On Sunday, TOP500 pushed out the November 2018 top 10 supercomputer list. There were entrants from the U.S., China, Switzerland, Japan, and Germany but the list was topped by the U.S. and it managed to secure five of the ten places in the list.
Coming in first and second place were IBM’s Summit and Sierra supercomputers on behalf of the U.S., Summit increased its High Performance Linpack (HPL) score from 122.3 to 143.5 petaflops since its June debut while Sierra went from 71.6 to 94.6 petaflops. The U.S. holds onto the lead that it snatched away from China’s Sunway TaihuLight, which has remained stagnant in performance as the country develops a new exascale supercomputer which is in the prototype phase.

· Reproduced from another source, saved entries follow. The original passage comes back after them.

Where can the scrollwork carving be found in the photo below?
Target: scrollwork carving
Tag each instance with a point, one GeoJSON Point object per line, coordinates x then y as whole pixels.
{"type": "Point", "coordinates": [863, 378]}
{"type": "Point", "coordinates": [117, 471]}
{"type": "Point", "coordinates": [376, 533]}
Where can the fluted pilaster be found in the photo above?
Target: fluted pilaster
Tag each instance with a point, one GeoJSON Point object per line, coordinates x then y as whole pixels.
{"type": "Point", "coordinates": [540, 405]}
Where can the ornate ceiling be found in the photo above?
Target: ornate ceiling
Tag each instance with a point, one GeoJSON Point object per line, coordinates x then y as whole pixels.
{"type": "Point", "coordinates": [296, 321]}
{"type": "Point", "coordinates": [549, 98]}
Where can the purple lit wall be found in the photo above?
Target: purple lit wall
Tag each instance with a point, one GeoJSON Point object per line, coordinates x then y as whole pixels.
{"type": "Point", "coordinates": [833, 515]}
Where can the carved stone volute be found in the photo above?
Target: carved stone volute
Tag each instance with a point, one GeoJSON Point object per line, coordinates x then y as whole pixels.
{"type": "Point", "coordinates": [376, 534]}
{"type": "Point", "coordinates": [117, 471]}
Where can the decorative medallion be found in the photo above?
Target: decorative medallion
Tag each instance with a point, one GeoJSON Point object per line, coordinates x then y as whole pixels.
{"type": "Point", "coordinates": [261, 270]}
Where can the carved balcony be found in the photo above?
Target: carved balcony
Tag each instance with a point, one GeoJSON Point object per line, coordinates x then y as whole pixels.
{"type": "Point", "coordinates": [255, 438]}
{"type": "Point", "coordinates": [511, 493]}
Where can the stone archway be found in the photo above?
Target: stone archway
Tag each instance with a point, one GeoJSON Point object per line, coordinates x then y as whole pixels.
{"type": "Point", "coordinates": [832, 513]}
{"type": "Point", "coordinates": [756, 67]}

While China didn’t have a stellar year in terms of its top 10 performance, the country did put up the largest number of supercomputers in the top 500. China now claims 227 systems, or 45%, while the United States’ number of supercomputers is in decline reaching a new low of 109, or 22%. With that said, the U.S.’ supercomputers are more powerful and on average have an aggregate system performance of 38% compared to China’s 31%.
In total, 429 supercomputers managed to score more than one petaflop on the Linpack benchmark, this is up from 272 in June. The entry point in the top 500 list was 874.8 teraflops, while those in the top 100 scored at least 1.97 petaflops. The aggregate performance has also jumped from 1.21 exaflops in June to 1.42 exaflops this time around.